Conor Niland – ably abetted by Gavin Cooney on ghost-writing duty – became only the third Irish person after Paul Kimmage (1990) and the Belfast-born boxing journalist Paul D. Gibson (2018) to win the prestigious William Hill Sports Book of the Year award, which he picked up last month for his brilliant memoir about a journeyman career as a tennis professional.

A lot of sports books come back to stories about fathers and their sons. Niland’s is no different. The “Tennis Dad” moniker could be made for Niland’s father. He was a doctor who played inter-county Gaelic football for Mayo. He drove on Niland – whose older sister was also an Irish tennis star – from an early age. 

In a book brim-full with humour, Niland recalls being pulled aside by him when he was 10 years of age for a motivational talk. His father felt he was slacking. Trying to rouse him, his dad said: “If you go and really commit to tennis for three years, you have a great chance of making it.” 

Books24 The Racket: On Tour with Tennis’s Golden Generation – and the other 99%
Books24 The Racket: On Tour with Tennis’s Golden Generation – and the other 99%

It goes without saying that three years is an eternity for a 10-year-old boy.

Niland’s mother was also no-nonsense when it came to his career. What comes screaming from the pages of The Racket is that it’s near impossible to make it as an elite tennis player without parents committed to driving their child forward, and in a lot of cases providing financial support.

Niland – who has a good claim to be Ireland’s greatest ever tennis player; he beat Roger Federer as a youth player 7-5, 6-2 – made career earnings of $247,686 over a seven-year career. It’s hard to imagine it covered even his expenses – including flights, accommodation and coaching – not to mind tax and paying rent or a mortgage.

But some things aren’t measured in money. When Niland qualified for the main tournament at Wimbledon in 2010, his mother learned of the news by the look on her husband’s face while talking on the phone to Niland’s brother who was reporting from courtside at Niland’s match.
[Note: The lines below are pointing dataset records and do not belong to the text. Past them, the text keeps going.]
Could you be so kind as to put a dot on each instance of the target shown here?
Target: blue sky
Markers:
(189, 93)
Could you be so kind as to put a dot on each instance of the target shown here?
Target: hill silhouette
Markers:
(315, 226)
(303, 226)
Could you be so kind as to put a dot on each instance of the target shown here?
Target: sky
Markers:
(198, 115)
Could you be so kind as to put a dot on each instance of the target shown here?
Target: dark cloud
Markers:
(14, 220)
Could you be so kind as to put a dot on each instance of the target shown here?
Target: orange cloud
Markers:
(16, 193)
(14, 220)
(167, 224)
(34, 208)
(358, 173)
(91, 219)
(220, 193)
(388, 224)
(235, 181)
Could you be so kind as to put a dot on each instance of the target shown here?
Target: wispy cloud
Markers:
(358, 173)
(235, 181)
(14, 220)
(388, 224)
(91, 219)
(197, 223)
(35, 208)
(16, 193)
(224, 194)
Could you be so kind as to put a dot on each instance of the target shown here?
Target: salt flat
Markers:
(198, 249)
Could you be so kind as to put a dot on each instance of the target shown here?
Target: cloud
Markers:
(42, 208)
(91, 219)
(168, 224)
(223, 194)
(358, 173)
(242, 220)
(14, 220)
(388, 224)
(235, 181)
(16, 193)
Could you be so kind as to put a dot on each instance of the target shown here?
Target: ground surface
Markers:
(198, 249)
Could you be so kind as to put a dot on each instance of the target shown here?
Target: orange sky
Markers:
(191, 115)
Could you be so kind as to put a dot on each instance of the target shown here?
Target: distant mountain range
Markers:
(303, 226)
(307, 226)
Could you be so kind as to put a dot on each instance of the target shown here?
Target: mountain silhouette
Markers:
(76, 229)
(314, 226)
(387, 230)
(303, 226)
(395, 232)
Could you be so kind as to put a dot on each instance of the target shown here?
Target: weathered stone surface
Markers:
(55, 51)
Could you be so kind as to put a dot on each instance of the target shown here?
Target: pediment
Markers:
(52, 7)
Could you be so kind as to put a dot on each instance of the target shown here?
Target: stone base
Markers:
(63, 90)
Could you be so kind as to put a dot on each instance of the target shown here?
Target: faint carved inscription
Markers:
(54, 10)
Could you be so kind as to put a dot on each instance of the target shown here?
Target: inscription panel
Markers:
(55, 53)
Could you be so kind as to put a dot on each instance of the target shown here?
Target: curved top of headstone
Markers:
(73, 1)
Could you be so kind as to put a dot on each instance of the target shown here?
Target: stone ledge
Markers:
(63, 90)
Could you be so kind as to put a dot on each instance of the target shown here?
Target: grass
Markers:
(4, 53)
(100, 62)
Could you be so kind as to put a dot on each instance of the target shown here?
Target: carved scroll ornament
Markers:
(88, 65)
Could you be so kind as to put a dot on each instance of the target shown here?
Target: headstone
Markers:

She said she had never seen that look on his face before, and that it will stay with her for the rest of her life.

The Premier: Big Business and Great Football by Jimmy Burns (Pitch Publishing) 

Jimmy Burns is an award-winning author and journalist. His football books include Barça: A People’s Passion and Hand of God: The Life of Diego Maradona, one of the great sporting biographies. He’s known amongst football fans for his rigorous research and the wry humour and lightness of touch to his prose.
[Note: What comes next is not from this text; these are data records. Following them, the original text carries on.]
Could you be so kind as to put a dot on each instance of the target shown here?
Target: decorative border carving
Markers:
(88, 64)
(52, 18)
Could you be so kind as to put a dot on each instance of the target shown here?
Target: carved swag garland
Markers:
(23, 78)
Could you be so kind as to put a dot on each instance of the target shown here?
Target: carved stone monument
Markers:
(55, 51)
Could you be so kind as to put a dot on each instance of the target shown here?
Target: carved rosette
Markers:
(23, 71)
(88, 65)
His latest book is a personal history of the English Premier League. It’s a joy to read, particularly given his strength at making often complex political and business themes accessible and his keen anthropologist’s eye. He loves nothing more than getting in amongst the fans on the terraces, and discussing football with his cohorts, from Jorge Valdano to Simon Kuper, bringing to life their obsessions. His writing on hooliganism is enthralling. As he says himself, football “opens a window into humanity”.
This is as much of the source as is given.